For instance, Belinda Luscombe wrote an open letter, "Warren Buffet, Adjust My Bra," which ran in Time magazine Nov. 12 (,9171,1680142,00.html). Buffet owns underwear firms Fruit of the Loom and Vanity Fair (among many others), and Luscombe begged him to bring brassiere design into the 21st century.

I especially loved her tale of Herminie Cadolle, whom Luscombe said invented the bra strap about 120 years ago because "it made more sense for women's breasts to be suspended from above than cantilevered from beneath. So, instead of walking around wearing the lingerie equivalent of the London Bridge, women could slide themselves into a Golden Gate. This was a huge relief -- as anyone who has worn a strapless bra can tell you -- because the London Bridge pretty much always falls down."

Earlier that month, 52-year-old Lee Jackson of Auckland, New Zealand, responded online to the San Francisco Chronicle's "great bra debate" in the editorial pages.

Jackson said she wants to shoot the inventor who developed "an underwire to shove your boobs together for 'cleavage.'" If that inventor was a man, she said, he should have "paper clips wrapped around his testicles" and the clips "fastened to the waist of his BVDs with rubber bands."

Jackson wrote that she's tired of:
* "bras that fit wonderfully until I actually sit down, bend over, twist around or reach up for something";
* "so-called sports bras that make me wonder just what 'sport' they were designed for"; and
* "walking into a lingerie shop and having prepubescent, anorexic twigs advise me I might have better luck finding something that 'fits me' in the geriatric section of a department store."

Well done, Lee.

But we can't thank the woman who wrote of preparing for her high-school reunion with a quick diet and some fashion tricks ... none of which worked.

She battled with a slinky dress, body prep and makeup ("all-day, face-lifting, gravity-fighting moisturizer with wrinkle-filler spackle").
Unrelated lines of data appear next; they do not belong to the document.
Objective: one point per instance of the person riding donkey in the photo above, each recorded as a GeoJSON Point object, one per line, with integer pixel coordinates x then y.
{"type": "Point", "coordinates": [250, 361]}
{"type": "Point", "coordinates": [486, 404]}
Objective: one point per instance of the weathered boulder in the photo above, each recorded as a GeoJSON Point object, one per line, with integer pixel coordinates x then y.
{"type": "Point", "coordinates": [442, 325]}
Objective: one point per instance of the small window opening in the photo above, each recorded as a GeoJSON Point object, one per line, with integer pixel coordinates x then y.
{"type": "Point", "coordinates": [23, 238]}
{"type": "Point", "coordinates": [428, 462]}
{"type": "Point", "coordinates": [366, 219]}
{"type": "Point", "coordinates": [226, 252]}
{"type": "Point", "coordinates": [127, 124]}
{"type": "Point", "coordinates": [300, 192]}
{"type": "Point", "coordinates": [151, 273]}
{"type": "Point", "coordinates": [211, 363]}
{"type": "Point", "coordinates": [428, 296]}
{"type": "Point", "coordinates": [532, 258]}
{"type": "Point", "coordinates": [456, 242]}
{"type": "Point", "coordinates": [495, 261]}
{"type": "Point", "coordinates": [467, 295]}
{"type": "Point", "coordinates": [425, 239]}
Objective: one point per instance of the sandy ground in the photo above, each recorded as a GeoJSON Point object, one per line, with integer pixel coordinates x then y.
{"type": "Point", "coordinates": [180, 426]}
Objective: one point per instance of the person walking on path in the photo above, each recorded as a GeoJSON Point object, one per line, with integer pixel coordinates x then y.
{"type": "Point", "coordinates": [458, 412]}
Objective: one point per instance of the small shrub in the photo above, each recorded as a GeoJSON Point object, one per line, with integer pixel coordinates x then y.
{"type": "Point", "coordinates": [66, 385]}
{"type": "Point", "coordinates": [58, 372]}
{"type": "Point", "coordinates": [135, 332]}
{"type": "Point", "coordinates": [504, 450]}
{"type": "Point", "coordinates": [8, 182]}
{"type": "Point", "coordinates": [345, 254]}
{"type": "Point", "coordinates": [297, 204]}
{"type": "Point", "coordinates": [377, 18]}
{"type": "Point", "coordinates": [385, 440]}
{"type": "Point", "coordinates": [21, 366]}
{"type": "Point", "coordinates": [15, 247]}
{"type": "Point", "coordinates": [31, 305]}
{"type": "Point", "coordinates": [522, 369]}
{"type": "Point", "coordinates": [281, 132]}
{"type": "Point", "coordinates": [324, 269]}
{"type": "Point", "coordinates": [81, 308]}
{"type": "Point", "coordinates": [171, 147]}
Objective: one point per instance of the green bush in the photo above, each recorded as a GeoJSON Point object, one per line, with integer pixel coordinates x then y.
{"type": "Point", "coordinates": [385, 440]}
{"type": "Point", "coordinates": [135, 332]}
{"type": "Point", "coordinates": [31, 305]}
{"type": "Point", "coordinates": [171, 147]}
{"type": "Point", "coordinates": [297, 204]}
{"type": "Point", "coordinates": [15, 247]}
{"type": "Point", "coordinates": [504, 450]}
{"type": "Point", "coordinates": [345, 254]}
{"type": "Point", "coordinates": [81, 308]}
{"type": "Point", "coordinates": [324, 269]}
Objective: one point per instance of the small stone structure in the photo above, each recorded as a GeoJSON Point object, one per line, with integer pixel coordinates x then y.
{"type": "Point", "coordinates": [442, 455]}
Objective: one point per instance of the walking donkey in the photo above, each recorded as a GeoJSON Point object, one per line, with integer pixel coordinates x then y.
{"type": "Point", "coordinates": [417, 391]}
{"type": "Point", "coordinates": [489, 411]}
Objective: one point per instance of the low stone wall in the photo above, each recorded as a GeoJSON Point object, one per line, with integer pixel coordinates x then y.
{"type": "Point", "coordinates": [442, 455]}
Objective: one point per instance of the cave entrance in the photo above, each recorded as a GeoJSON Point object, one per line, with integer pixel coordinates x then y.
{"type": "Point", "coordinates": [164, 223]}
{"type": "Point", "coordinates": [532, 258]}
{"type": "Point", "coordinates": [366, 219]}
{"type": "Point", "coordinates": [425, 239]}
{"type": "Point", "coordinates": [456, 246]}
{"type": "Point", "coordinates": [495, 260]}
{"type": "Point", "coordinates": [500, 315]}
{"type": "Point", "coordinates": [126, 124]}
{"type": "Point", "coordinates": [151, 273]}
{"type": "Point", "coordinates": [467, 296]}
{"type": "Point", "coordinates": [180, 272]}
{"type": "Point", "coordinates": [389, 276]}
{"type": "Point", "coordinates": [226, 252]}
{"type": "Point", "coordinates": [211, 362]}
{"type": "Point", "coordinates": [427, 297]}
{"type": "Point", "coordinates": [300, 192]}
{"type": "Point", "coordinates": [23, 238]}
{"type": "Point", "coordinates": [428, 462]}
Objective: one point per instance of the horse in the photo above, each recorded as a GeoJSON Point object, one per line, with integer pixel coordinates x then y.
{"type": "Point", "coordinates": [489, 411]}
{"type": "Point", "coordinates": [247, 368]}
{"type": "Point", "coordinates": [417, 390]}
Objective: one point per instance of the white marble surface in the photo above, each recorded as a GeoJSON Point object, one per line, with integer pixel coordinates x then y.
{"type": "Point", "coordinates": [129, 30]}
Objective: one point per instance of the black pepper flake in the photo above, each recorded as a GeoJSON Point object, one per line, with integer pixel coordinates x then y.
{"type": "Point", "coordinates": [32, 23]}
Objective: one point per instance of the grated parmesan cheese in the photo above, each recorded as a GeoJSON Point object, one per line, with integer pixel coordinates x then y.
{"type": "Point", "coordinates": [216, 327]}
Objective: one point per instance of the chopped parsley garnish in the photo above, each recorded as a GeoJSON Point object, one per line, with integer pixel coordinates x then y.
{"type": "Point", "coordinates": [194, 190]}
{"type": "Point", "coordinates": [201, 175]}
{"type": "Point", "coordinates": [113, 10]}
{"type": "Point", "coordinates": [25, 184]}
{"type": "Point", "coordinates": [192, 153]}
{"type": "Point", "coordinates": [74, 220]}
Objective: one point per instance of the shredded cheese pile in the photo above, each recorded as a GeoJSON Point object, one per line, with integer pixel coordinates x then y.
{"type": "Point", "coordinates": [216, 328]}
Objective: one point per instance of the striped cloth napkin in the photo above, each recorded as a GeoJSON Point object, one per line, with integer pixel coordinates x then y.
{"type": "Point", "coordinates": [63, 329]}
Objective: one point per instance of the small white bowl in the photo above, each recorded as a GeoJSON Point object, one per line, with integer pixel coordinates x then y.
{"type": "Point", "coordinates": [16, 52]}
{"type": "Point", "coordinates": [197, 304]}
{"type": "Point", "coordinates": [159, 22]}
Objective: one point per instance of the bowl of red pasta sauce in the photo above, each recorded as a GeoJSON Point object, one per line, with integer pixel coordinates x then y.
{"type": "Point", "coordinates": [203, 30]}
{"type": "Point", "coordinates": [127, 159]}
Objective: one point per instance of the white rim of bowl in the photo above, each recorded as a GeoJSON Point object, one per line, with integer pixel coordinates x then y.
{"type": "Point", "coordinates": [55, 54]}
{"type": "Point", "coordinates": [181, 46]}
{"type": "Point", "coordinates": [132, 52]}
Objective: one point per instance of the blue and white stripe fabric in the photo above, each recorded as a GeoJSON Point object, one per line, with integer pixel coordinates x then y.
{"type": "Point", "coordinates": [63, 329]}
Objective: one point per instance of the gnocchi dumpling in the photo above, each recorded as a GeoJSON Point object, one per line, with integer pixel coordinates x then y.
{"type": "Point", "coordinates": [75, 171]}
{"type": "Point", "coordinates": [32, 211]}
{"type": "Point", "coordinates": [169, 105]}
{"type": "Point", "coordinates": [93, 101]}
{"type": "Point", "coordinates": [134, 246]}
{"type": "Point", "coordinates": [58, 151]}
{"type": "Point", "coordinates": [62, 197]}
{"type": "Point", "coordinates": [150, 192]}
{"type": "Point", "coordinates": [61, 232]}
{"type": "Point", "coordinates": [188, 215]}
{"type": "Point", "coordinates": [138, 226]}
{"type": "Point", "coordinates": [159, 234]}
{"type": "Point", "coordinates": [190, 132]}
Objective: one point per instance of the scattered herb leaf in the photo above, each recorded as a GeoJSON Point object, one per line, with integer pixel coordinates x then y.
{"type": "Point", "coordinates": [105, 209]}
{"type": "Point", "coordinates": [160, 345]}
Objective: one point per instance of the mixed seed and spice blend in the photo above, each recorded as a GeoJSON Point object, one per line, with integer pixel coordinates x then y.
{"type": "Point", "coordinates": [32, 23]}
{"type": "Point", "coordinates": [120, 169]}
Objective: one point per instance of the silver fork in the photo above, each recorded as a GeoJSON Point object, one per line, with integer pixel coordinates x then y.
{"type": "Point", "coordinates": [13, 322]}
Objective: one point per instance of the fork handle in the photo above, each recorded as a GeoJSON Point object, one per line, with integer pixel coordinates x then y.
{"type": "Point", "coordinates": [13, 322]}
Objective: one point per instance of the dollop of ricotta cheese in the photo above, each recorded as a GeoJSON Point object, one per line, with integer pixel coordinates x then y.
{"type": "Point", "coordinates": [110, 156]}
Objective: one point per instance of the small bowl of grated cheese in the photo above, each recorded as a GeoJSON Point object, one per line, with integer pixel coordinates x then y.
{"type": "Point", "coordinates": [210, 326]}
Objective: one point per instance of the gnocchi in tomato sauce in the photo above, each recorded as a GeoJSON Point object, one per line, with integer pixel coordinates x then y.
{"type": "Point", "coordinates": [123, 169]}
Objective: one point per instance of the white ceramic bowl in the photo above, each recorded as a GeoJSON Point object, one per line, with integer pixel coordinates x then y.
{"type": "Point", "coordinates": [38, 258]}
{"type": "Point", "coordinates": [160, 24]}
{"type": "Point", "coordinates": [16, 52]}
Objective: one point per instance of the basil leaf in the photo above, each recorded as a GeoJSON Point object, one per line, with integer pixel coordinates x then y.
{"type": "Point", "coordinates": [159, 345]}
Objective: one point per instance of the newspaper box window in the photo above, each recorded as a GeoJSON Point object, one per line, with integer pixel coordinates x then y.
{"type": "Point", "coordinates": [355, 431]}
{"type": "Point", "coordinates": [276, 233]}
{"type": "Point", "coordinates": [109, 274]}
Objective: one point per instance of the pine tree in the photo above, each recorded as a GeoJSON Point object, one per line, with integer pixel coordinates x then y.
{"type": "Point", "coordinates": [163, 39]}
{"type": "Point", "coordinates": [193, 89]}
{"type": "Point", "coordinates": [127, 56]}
Then came a "black lace, tummy-tucking, cellulite-pushing, ham-hock-rounding" girdle and the matching "'lifting-those-bosoms-like-they're-filled-with-helium' bra."

The contortionist writer "pulled, stretched, tugged, hiked, folded, tucked, twisted, shimmied, hopped, pushed, wiggled, snapped, shook, caterpillar-crawled and kicked" her way into the girdle, then tackled the bra.

The saleslady had told her, "Put the bra on the way it should be worn -- straps over the shoulders. Then bend over and gently place both breasts inside the cups."

The writer groused that "the boobs weren't cooperating." After testing various techniques, she tried rocking back and forth to get her bosoms swinging. "Finally, on the fourth swing, pause and lift, I captured the gliding glands" and fastened the bra.

"Yes, Houston, we have lift up!"

She wrote, "My breasts were high, firm, and there was cleavage! I was happy ...until I tried to look down. I had a chin rest. And I couldn't see my feet."

She never did get to the reunion.

How I'd love to send her a fan letter, if I only knew who she was.